When I was in college, a professor told the finance class I was attending, “Sometimes it's best to just stand back and eye-ball the place.” That sentence stuck with me, because as much as we want to quantify everything into predictive equations, markets simply don't lend themselves to predictive equations.
Don't misunderstand; I'm not disparaging math or financial analysis, because they are useful tools for increasing “alertness,” a word economist Israel Kirzner used to describe the actions of entrepreneurs. And make no mistake about it, investing is entrepreneurial. Analysis can make you more informed, but that's not synonymous with making you more alert.
On the other hand, eye-balling – and correctly interpreting what you are eye-balling – can make you more alert.
I've developed an internal gauge based on “eye-balling the place” that I find useful. I call it my “Saturation Quota.” I became alert to this gauge in the late 1990s, during the height of the stock market boom. Basically, I became alert to the number of times an investment trend or theme was addressed in print and television media.
What I found is that when more excessive media attention is given to an asset class, that asset class is more likely approaching a top.
In the late 1990s, you couldn't pass a day without reading numerous articles or hearing numerous advertisements on the wonders of stock-market investing. The apex of the attention (at least for me) occurred in late 1999 when CNBC featured a New Jersey barber dispensing stock picks with his haircuts. The stock market and the attention sank soon thereafter.

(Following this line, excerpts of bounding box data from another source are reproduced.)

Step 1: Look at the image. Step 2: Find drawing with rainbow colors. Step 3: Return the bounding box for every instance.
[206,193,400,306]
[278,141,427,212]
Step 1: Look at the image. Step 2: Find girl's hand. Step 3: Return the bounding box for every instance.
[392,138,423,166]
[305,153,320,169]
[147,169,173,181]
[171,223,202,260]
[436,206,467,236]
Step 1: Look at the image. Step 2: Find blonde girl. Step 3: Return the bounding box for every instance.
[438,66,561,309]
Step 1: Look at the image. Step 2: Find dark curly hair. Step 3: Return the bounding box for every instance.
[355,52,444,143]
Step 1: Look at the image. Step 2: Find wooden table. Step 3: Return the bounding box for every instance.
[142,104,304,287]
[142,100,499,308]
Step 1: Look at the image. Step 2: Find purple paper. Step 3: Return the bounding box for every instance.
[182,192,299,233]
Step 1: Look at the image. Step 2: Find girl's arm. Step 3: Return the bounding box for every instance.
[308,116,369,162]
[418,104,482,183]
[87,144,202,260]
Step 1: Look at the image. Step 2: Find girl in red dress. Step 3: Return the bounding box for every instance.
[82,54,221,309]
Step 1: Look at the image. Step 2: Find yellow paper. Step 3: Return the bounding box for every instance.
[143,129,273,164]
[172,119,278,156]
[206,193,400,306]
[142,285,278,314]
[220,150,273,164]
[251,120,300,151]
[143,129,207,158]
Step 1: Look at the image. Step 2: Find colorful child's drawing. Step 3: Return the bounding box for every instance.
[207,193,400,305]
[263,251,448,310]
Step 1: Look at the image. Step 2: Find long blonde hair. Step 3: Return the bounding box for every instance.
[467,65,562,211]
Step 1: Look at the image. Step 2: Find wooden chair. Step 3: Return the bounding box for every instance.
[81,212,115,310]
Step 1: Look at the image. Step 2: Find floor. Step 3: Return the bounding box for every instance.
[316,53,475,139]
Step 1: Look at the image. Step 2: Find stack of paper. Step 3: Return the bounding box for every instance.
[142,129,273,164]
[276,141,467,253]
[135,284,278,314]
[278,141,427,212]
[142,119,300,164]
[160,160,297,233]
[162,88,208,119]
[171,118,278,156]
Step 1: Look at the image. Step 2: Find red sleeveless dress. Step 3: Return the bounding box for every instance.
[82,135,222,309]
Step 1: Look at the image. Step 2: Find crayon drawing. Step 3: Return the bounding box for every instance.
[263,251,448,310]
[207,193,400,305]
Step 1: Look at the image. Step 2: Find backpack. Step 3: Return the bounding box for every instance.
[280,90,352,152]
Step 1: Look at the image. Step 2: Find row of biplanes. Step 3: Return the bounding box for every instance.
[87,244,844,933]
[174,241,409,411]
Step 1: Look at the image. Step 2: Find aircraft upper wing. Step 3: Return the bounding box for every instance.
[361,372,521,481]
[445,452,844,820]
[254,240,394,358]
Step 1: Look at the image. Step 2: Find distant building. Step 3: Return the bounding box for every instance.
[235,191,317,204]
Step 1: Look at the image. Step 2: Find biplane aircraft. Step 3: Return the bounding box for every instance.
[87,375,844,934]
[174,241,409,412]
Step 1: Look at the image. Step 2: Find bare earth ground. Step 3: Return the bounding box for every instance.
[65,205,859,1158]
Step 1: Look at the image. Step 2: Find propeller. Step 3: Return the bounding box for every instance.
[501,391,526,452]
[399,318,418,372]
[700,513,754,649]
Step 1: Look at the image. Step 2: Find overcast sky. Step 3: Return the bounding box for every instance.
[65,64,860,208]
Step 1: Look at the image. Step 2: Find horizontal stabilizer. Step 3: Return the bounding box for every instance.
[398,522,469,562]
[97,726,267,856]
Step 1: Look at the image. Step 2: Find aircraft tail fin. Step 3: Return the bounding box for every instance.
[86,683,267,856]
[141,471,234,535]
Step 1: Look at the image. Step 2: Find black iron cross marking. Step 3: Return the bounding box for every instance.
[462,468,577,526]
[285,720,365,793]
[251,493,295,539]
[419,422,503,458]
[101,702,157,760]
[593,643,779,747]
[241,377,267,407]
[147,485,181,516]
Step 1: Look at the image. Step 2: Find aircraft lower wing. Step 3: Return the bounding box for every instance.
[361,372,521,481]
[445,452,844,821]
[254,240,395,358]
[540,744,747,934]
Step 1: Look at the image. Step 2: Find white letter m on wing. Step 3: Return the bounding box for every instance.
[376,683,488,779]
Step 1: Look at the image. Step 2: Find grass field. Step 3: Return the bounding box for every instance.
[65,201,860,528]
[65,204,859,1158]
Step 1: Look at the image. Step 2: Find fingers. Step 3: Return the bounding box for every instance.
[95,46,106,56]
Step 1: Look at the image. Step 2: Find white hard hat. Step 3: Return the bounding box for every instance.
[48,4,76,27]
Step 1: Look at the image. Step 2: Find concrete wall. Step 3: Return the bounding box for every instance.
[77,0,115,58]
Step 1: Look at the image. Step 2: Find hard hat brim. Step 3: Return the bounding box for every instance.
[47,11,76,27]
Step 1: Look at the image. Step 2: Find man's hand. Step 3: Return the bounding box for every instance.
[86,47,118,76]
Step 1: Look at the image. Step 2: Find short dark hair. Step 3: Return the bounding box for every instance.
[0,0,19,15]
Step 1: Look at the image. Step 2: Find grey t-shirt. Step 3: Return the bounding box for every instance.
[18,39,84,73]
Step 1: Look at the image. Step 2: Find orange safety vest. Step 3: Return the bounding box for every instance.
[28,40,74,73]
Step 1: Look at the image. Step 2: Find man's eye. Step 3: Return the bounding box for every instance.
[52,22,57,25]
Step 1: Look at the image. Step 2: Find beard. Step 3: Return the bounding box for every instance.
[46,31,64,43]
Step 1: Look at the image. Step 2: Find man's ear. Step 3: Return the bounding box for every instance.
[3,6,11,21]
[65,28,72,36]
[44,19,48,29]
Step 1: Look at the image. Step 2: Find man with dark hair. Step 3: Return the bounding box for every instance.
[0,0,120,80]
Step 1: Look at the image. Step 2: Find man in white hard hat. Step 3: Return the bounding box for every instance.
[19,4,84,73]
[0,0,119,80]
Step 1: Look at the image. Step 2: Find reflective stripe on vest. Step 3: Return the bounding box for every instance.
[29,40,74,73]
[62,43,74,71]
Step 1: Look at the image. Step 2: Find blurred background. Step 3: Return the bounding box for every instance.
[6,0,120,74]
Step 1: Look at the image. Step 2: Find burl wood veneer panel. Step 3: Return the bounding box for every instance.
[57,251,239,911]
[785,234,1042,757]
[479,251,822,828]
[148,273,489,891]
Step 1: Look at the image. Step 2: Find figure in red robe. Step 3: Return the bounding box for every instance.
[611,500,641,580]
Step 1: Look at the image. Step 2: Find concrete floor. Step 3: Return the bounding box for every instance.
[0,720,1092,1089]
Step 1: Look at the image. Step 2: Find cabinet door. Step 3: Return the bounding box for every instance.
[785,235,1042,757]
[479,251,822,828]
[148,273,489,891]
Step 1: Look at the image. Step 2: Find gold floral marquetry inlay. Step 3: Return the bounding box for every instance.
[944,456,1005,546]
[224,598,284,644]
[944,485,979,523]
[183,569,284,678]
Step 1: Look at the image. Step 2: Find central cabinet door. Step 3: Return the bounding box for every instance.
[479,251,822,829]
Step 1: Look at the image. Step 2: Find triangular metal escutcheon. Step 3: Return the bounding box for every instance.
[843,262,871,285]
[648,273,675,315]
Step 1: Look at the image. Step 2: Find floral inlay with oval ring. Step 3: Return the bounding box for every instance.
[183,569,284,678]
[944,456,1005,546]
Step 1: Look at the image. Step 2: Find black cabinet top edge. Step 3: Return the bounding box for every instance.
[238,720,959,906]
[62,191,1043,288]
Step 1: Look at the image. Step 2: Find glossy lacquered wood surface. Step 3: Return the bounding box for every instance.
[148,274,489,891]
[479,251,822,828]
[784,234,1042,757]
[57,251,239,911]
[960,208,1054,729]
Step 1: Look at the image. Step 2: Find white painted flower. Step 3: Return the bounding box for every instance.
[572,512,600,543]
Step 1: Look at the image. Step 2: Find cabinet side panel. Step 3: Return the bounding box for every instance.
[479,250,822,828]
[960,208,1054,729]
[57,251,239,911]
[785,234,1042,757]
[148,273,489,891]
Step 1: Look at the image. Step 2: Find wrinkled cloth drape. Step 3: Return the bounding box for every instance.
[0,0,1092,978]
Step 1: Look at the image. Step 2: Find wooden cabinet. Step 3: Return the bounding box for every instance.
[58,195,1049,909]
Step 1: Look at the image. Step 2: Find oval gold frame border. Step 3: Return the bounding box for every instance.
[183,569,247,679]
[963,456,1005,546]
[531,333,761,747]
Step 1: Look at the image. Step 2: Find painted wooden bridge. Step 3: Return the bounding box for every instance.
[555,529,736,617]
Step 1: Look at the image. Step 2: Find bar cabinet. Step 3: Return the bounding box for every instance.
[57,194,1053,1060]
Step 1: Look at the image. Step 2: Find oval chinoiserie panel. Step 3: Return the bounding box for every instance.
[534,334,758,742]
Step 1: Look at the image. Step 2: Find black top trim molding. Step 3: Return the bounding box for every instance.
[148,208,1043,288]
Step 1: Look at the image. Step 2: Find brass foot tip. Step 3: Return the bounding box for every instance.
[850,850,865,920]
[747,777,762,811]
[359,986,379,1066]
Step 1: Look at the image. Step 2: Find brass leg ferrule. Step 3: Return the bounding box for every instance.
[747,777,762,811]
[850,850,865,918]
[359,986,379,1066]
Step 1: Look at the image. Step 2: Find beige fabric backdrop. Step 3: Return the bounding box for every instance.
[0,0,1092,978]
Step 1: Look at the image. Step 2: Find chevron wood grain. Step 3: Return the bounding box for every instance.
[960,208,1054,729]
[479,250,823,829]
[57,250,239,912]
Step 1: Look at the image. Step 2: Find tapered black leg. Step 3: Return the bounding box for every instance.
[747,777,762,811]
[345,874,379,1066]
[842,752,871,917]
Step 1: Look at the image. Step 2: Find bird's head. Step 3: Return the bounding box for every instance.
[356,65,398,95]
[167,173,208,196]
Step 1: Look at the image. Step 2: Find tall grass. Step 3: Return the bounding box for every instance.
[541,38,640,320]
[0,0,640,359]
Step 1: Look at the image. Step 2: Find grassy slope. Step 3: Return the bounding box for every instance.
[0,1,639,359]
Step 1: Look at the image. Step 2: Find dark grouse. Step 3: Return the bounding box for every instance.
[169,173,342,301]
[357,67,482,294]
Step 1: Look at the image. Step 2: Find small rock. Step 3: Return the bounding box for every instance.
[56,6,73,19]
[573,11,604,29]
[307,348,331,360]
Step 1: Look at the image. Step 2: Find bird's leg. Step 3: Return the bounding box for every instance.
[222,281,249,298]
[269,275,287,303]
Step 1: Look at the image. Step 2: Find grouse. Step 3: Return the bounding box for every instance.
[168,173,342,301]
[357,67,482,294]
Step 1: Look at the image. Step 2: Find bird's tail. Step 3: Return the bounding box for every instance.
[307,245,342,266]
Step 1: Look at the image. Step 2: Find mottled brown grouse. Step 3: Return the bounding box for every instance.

When the stock market hit the skids, media and investor attention moved to real estate, but in a different way. Cable television reality shows were gaining popularity in the early 2000s. By 2007, you couldn't pass a night with at least one cable network show focused on buying, flipping, renting, or renovating residential real estate.
By 2009, the fun ended, and though the DIY and HGTV networks remain, hardly a show can be found instructing the layperson on how to get rich in residential real estate.
For the past two years, I've been on edge about gold. Given the Federal Reserve's reckless expansion of the money supply, I can understand why gold holds high interest. Gold is private money and it’s a commodity investors own to preserve purchasing power. If the government insists on debasing the fiat currency, then of course, investor interest will gravitate toward an investment that maintains its value against the debasement.
That said, I can't help notice the number of advertisements (particularly on radio and the financial cable outlets) promoting gold's investment qualities or that solicit to buy gold from the public. They have increased in number and amplitude over the past year, as have the number of financial articles dedicated to gold. Needless to say, I'm cautious of taking any new positions in gold at this time.
Another asset class that concerns me even more than gold is collectibles, which have literally taken over cable television over the past year. It's not just one show focused on one aspect of collecting. Interest has risen to the point where multiple shows focus on a particular collecting theme: pawn shops, abandoned storage units, auctions, picking, garage sales, antique shops, etc.
The print media has also added to my saturation quota. This past week I stumbled across an article in The Sun – a British daily – titled “Strum of Money,” which featured the robust market in guitars, comic books, cars, whiskey, and cinema posters. The article begins, “Don't bother with stocks and shares – try investing in something more everyday” (meaning collectibles). I've seen similar laudatory (though less sensationalist) articles in the Wall Street Journal, Financial Times, and The Economist.
My advice at this point is to tread carefully when pursing collectibles as an investment. I would also suggest treading carefully in the stocks of companies whose fortunes are tied to collectibles: Sotheby's (NYSE: BID), Collectors Universe (NASDAQ: CLCT), and, to a lesser extent, EZCorp (NYSE: EZPW) and eBay (NASDAQ: EBAY).
Admittedly, some readers might think my saturation quota is simply a clever exercise in correlating two variables, and I can understand why they would think that. Many fun, though meaningless, correlations abound, such as the Super Bowl Index.
I think my gauge is more than correlative, though, and is indicative of causation. You see, the media reflect level of interest: more shows, more articles, more advertisements focused on a particular asset class perpetuate buyer interest in that asset class.
Eventually, though, a saturation point is reached, where the marginal buyer – the last buyer willing to buy into a rising market – has entered the market. When that occurs – and it always does – the asset class of interest has no place to go but down.